HMS Belfast is 613’ (187m) long and 63’ (19m) wide. It had a crew of 760, a maximum speed of 32.5 knots (37.4 mph) and its guns could hit a target 14 miles away.
just a small follow up from my last comment,when we docked in gibralter I think it was the drednought (the sub ) docked next to us ,we were also shadowed by mine sweepers on our voyage across,being a ten year old I found this very exciting,(sorry I am not very good on computers) trying to wright about this is bringing back happy times.
kind regards phil Williams.
Thanks, Phil. I’m delighted it’s bringing you some good memories! It must have been an amazing experience – and parked next to Dreadnought too!
i am 70 years of age and when I was 10 I spent 4 days at sea on the Belfast we moored in Gibraltar .
That must have been quite an experience, but particularly for a 10-year old. Thank you so much for leaving a comment – I’m flattered that you did.
i toured it with my children at school on thursday!! it was amazing!✔✔
I have plaque from hms belfast last cruse hand made from the mess crew with all ports of call would you be interested in. ps picked up at a swap meet in texas
That must be quite a treasure for you. I wonder how it ended up in Texas!
Where is the Asdic ?
Hi – thanks for visiting A Bit About Britain. I’m afraid I can’t answer your question – I would have thought the control room, somewhere quiet. But perhaps it’s best to ask direct – start here http://www.iwm.org.uk/visits/hms-belfast
By the way, all featured attractions are listed in the directory, where there is a link to any helpful website. Let us know how you get on.
Hi Mike,sorry for the long time to reply,but I have not got very far.I was told that most of the ships instruments were removed when she went on public display.Where they went is a mystery! But I have an Asdic Range receiver which could have been part of the inventory and I would like to locate details regarding any other similar equipment.Perhaps it is still on the secret list!,
A great history! But those wax people – a little weird. 😀
Great photos and commentary, thank you 🙂
It is somewhere I have always meant to visit but not quite got around to. Yet 😉
I remember visiting her some years ago. I felt claustrophobic the whole time, but it was very interesting!
That’s one place I’ve never been in my several visits to London. You’ve made me interested in a visit, maybe next time I’m town.
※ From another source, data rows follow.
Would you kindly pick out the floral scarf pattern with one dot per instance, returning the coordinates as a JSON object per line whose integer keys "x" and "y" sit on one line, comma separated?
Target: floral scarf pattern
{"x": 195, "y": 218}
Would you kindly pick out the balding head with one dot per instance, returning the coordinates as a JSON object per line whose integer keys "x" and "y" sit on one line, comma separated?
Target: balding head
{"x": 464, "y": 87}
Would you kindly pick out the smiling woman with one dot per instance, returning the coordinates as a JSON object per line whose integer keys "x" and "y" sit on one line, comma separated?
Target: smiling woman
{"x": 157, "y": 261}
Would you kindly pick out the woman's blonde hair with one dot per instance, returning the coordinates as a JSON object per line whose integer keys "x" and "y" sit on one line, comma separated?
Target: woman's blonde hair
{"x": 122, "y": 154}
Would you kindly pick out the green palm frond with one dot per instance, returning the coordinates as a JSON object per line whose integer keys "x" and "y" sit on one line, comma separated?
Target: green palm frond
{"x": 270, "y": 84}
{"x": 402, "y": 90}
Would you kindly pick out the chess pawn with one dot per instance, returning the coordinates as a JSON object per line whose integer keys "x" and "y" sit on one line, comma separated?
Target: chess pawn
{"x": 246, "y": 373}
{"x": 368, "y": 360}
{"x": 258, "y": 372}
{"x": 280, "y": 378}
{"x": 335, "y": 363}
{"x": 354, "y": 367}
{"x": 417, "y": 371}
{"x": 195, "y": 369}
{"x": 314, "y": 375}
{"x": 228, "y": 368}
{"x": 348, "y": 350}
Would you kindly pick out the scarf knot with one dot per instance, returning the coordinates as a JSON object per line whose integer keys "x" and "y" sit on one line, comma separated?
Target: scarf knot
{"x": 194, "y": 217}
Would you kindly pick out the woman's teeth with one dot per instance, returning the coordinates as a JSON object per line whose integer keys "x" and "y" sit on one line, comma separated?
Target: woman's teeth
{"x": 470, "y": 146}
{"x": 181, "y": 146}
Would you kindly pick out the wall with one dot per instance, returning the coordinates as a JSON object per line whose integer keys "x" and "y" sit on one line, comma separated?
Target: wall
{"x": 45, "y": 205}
Wow, this was a bloody awesome post, thank you, so much
Hi Mike – my brother had one of his big birthdays on it … and we were allowed to tour around – it was before the dreaded mobile phone – otherwise I’d have some photos – so thank you for yours. I see it’s been updated with a cafe, shop etc now … I imagine it’s an amazing ship to look around if you have an interest … but I can see the lure of a book, glass of wine and a quiet session to await the minstrels return from the tour! Cheers HIlary
Seasickness, claustrophobia.. oh dear that’s me out Mike 🙂 but I thoroughly enjoyed going along on your tour of this fabulous old heroic beauty.
What a life she’s had! Very interesting post, thanks Mike. I had no idea the ship is now part of the Imperial War Museum; I’d love to visit and am sure my husband would too though he does get a little claustrophobic at times.
She saw a lot of action! I’d enjoy touring that.